For all the complaints about the Tigers’ offense over the first few months of the season, it looks as if starting pitching may be atop the Tigers’ shopping list for the second year in a row. Last year, they pried Doug Fister away from Seattle, a move which, at least for 2011, turned out better than they ever could’ve imagined.
This year’s issues stem from Fister’s health issues and occasionally startling hittability, Max Scherzer’s infuriating inconsistency, Rick Porcello’s inability to put it all together, and Drew Smyly’s DL stints and rookie-ness. There’s definitely room to upgrade.
The good news for the Tigers is that, unlike the second base pool, the market for starting pitchers is a deep one. The Tigers will have options if they do choose to pursue a rotation upgrade, some of them very good ones. Let’s take a look…
Cole Hamels, Phillies
The obvious one. The Phillies aren’t selling yet, and they’re apparently inclined to offer Hamels a long-term contract.
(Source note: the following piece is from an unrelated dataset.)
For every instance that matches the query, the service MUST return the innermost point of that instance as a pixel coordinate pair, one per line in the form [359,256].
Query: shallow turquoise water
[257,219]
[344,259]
But if he turns them down and the Phils have another bad week, Hamels may well move.
Hamels, of course, is a free agent after the season and is going to get a ton of money from someone. He is probably a top ten starter in baseball. And he would certainly cost both Nick Castellanos and Jacob Turner and probably more – with no guarantee he’ll be a Tiger next year. Don’t expect this to happen – Texas has a better pool of prospects to send Philadelphia anyway.
Zack Greinke, Brewers
Like Hamels, Greinke is a free agent after this year, and like Hamels, Greinke’s team would like to keep him, but financial realities may limit those ambitions. Greinke has shown flashes of the pitcher who dominated the American League three years ago and has also had puzzling stretches of inconsistency – and like it or not, he still faces questions about his makeup. He’s skipping his next start in a bizarrely-timed move the Brewers say is meant to “recharge his batteries,” and his value isn’t exactly at an all-time high. Greinke has always been a favorite of mine, though, and I’d welcome him – but again, he’d still cost top prospects and there’s no guarantee that he’d return next year (although I think he’d be easier to sign than Hamels).
Ryan Dempster, Cubs
Yet another rental, but perhaps a more amenable one, as Dempster is 35. He’s also having a season way better than anyone could’ve expected, with a 1.86 ERA. It’s not sustainable, of course, and he’s already got one DL stint under his belt this year. That said, he’s certainly not a bad pitcher, but his value is at an all-time high and the Cubs are aggressively working to move him accordingly. He’d be an upgrade, but the likely regression scares me a bit. Also worth noting he has veto power over any deal.
Matt Garza, Cubs
The other Cubs pitcher. Garza’s a bit the reverse in that he’s given up a ton of homers (blame Wrigley). He’s also going to cost more because he’s 28 years old and under club control for another year. Garza has always been a favorite of mine, though he’s on his third organization (remember, the Twins hate pitchers who strike people out). We’ll see if the Cubs move him. The Tigers were linked to him last winter, with Jacob Turner at the heart of those discussions.
James Shields, Rays
In retrospect, perhaps the Rays should’ve moved Shields last year when he was having a brilliant season. Or maybe not – they could still get an impressive haul for him and he’s still got a couple years of club control left too – but he’s had his struggles this year, even though his K/BB is pretty stable from where it was last year. He’s a workhorse, though, and could certainly solidify the rotation. What the Rays’ asking price would be, however, remains to be seen.
Anibal Sanchez, Marlins
The Marlins aren’t your conventional sellers – they just invested a lot of money into their team and even if it still looks like they’re out of it come July 31, they’re still unlikely to blow it all up. Sanchez, a free agent after this year, could be a name the Marlins are willing to throw out there. Like Shields, his ERA is a bit high, but his peripherals are very similar to last season’s. Another guy I’ve always liked – but again, Miami might not even want to move him. He also has a history of shoulder injuries.
Wandy Rodriguez, Astros
Trade rumors are nothing new for 33-year-old Rodriguez, who has basically been tossed about every single July for the last few years. Rodriguez is putting together a solid season, but his contract remains a big stumbling block for any team looking to acquire him – he’s due $13 million next year and has a $13 million option for 2014 that becomes a player option if he’s dealt. It’s the reason I was not inclined to support a move for him last year, and the same reasons stand this year.
Those are the big names. There may be other pitchers shopped, but a lot of them really wouldn’t be big upgrades (just say no to Jason Vargas) or are so wildly inconsistent that they might implode (looking at you, Francisco Liriano). If the Tigers are going to go for a starter, it would be in their best interest to land a quality one – even if it isn’t one of the big time aces. They have no shortage of options.